Aidan Delaney

Rapid phylogenetic analysis of large samples of recombinant bacterial whole genome sequences using Gubbins.

The emergence of new sequencing technologies has facilitated the use of bacterial whole genome alignments for evolutionary studies and outbreak analyses. These datasets, of increasing size, often include examples of multiple different mechanisms of horizontal sequence transfer resulting in substantial alterations to prokaryotic chromosomes.
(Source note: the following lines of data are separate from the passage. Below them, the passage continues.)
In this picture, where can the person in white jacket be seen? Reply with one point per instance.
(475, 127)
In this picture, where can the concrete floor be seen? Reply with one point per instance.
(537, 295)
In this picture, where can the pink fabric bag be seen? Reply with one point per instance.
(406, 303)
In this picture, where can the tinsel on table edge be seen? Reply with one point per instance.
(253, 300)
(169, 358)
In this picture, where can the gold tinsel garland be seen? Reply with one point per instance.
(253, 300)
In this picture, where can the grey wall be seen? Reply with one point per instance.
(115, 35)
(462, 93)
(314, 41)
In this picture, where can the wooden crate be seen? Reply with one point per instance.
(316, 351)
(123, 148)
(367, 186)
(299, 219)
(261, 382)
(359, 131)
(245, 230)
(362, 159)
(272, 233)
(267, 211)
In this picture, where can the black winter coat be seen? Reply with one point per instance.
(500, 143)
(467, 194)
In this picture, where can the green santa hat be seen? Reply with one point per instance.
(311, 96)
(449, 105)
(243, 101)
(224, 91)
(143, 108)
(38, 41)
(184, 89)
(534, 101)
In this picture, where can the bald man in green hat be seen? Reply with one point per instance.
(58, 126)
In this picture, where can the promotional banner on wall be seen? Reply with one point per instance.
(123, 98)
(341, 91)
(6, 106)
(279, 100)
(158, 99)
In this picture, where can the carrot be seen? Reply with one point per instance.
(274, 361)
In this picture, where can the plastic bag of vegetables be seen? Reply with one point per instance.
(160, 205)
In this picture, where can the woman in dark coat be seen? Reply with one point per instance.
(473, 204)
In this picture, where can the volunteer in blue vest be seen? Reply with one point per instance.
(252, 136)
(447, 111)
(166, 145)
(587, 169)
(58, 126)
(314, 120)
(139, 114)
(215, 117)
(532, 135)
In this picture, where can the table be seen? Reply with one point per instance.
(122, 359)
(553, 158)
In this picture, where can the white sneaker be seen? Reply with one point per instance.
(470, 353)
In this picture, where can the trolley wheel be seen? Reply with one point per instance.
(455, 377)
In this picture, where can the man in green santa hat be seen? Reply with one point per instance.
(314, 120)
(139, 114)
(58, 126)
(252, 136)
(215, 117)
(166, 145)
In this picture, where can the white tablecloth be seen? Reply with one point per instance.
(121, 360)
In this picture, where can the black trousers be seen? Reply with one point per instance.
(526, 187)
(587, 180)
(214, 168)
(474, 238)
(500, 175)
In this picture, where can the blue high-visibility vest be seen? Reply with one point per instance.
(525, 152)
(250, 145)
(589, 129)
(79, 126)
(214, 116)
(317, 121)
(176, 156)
The impact of these processes demands rapid and flexible approaches able to account for recombination when reconstructing isolates’ recent diversification. Gubbins is an iterative algorithm that uses spatial scanning statistics to identify loci containing elevated densities of base substitutions suggestive of horizontal sequence transfer while concurrently constructing a maximum likelihood phylogeny based on the putative point mutations outside these regions of high sequence diversity. Simulations demonstrate the algorithm generates highly accurate reconstructions under realistically parameterized models of bacterial evolution, and achieves convergence in only a few hours on alignments of hundreds of bacterial genome sequences. Gubbins is appropriate for reconstructing the recent evolutionary history of a variety of haploid genotype alignments, as it makes no assumptions about the underlying mechanism of recombination. The software is freely available for download at github.com/sanger-pathogens/Gubbins, implemented in Python and C and supported on Linux and Mac OS X.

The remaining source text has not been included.